Information Integrity Requirements and Control Frameworks

Automated Control Capabilities

Based on our experiences with Fortune 500 organizations, we have identified the following as the basic characteristics of automated information controls that provide for robust and sustainable compliance requirements:

Control Types 

In order to achieve the control objectives that assure information integrity, a number of differing control types are needed.

•    Verification Controls validate information content and format, detect duplicates, verify internal and external files, and check cross-references.

•    Balancing Controls verify that the summary totals from two or more sources match. This sounds simple, but is made more complex by the variety of information sources and the formats each summary total lives in. Example sources include application reports, files, databases, applications flat files, and daily/weekly/monthly processing runs.
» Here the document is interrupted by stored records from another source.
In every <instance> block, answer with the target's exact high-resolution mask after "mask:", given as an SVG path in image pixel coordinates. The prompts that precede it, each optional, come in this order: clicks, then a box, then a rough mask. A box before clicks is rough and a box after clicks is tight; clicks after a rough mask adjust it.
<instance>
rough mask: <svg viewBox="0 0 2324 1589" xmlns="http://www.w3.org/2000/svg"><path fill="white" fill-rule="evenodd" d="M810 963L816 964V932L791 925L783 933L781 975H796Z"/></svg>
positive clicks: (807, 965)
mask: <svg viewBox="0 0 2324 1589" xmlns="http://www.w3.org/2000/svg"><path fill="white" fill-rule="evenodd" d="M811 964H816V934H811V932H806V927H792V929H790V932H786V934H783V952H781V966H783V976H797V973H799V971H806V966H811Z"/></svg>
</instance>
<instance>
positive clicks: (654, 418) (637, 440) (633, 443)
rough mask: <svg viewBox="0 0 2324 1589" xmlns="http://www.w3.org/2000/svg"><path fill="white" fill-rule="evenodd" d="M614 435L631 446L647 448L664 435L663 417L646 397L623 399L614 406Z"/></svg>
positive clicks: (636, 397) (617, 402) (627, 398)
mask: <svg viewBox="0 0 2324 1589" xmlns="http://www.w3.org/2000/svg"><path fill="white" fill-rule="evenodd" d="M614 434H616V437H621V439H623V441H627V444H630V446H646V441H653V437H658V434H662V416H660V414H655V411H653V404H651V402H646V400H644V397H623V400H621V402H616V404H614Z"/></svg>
•    Reconciliation Controls match and validate detail-level information from multiple sources. For example, transactions, report line items, account numbers, and balances must be reconciled to appropriate sources both up and downstream.

•    Tracking Controls monitor information as it flows through applications and processes. For example, as the data moves from the source to financial statement process, it is imperative to monitor the movement of transactions to ensure timely processing and validation of the processing path and sequence of steps.

Conclusion
This article highlights a type of controls often found to be inadequate or missing in today’s corporate information processing environments. We recommend understanding the characteristics of controls that fulfill the gap in an independent and automated manner to enable sustainable and more effective compliance.  Implement the right controls that are best suited to address inter-application and multi-application control requirements. 

It is essential to have the proper control types at hand in order to face current and future control related requirements. Due to changing business and regulatory requirements and the increasing volume and pace of information that coincides with an increasingly integrated application set, you can expect the urgency and impact of this problem to intensify.


References

1.    Ge, Weili and McVay, Sarah. “The Disclosure of Material Weaknesses in Internal Control after the Sarbanes-Oxley Act” Accounting Horizons, September 2005.

2.    Fogleman, Peterson, Heninger, and Romney. “Opportunity Detected: New SEC Interpretive Guidance and AS5 …” Journal of Accountancy, December 2007.

3.    Montana, John, JD. “The SOX Act: Five Years Later” The Information Management Journal, December 2007.